昨日、部屋には蝿がいた。朝窓を開けたら入ってきたらしい。5ミリくらいはあるように見えたし飛び方もふわふわしていなかったのでコバエ ではなくていわゆる「蝿」だった。存在感があるので仕事や家事をしている最中も目に入った。強い感情は湧かなかったので無視していたが、あれをいずれどうにかしなくてはいけないだろうとは思った。はたき落としたり殺虫剤をかける想像もした。それとは別に壁にはアダンソンハエトリがいて、私はそっちのことは積極的に好もしく思っており、見かけない日は少し心配する。前脚を擦り合わせたり跳ねる様子は愛らしい。
今日、起きたら蝿はいなかった。はたき落とさずに済んでほっとして、ただやりすごしてしまったことにわずかに傷つく。

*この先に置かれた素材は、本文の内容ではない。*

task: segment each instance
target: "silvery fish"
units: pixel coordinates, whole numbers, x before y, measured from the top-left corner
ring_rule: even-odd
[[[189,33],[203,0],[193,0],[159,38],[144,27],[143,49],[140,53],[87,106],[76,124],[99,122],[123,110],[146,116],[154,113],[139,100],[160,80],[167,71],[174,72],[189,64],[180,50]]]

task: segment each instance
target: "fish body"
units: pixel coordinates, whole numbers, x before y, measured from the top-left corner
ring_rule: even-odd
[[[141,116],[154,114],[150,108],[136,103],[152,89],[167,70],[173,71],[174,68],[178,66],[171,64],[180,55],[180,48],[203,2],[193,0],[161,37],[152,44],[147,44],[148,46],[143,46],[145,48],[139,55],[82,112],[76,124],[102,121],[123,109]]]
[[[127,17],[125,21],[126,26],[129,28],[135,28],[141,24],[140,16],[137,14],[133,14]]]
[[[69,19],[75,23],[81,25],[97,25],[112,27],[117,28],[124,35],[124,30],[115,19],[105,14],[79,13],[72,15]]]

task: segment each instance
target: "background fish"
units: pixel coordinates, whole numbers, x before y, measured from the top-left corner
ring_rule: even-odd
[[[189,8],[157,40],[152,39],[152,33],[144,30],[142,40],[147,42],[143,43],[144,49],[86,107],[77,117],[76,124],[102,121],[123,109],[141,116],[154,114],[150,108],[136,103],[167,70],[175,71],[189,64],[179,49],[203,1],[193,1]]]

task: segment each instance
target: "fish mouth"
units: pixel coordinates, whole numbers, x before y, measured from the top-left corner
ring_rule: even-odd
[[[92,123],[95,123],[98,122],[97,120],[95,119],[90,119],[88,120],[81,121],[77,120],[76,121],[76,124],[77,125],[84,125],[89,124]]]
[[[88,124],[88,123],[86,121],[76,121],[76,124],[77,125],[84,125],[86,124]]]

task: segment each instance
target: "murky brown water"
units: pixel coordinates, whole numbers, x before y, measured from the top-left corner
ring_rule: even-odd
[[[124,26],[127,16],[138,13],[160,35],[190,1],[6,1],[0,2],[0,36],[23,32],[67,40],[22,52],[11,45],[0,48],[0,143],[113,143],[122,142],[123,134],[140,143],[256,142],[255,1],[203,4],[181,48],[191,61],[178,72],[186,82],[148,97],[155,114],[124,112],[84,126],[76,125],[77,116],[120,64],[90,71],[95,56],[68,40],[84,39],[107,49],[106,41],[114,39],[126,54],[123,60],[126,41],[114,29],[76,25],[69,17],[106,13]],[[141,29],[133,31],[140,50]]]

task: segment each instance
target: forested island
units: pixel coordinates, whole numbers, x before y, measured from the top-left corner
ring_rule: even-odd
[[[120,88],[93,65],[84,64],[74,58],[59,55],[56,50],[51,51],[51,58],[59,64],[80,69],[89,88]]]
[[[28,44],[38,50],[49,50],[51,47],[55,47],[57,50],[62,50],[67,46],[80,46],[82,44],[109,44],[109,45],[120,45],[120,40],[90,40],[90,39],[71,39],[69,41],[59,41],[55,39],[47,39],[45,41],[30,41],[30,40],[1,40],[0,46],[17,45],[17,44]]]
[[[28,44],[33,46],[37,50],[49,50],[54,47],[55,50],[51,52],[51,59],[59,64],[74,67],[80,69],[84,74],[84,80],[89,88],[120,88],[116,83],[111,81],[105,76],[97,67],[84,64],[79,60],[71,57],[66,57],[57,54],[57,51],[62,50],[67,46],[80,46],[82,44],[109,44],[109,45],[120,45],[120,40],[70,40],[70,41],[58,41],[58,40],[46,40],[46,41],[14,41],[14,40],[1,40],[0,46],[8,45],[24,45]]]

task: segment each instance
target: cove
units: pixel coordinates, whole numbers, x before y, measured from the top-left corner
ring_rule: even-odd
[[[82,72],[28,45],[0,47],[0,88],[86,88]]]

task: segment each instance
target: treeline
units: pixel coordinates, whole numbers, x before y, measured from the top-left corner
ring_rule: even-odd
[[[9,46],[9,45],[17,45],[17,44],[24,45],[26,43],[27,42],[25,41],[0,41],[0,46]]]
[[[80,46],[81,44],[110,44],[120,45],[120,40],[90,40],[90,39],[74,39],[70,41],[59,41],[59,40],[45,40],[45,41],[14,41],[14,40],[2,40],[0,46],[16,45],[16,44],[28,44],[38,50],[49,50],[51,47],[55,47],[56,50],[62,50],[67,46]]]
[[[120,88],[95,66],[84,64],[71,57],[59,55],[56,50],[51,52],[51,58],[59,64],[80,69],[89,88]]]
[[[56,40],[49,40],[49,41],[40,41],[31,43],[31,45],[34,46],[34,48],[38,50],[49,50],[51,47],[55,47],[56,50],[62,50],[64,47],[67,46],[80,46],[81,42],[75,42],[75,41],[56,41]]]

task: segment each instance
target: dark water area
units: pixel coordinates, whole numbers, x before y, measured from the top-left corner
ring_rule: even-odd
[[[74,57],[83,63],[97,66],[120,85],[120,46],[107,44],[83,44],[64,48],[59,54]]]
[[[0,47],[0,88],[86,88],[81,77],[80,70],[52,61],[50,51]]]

2026年に日本でパニックが起こるSF小説を読んでいたら2020年にはオリンピックが開催された様子で、書かれた数年前に想像されたリアリティが迷子になった先で私は寝転がってこれを読んでいるのだなと思った。ニュースを見るとやってらんないな、と思うが私はなにをやってもいない。背中にニキビができたので背中を洗うブラシを検索し、非常によいと噂の商品を見つけたが、入手困難なうえにウェブサイトに載っている店舗が入っている商業施設はどこも非常事態宣言にともなう臨時休業だった。手の届かない肩甲骨の間は指先で引っ掻くことしかできない。タオルで洗えばいいがそうしない理由はいままでもそうしていなかったからだ。
スーパーには初夏の野菜が並んで美しかった。ピーマンとトマトの大袋を買う。夕食にはカレイの煮付け、焼きなすにすだち汁を和えたもの、トマトと実山椒、残り物の味噌汁と冷凍ごはん。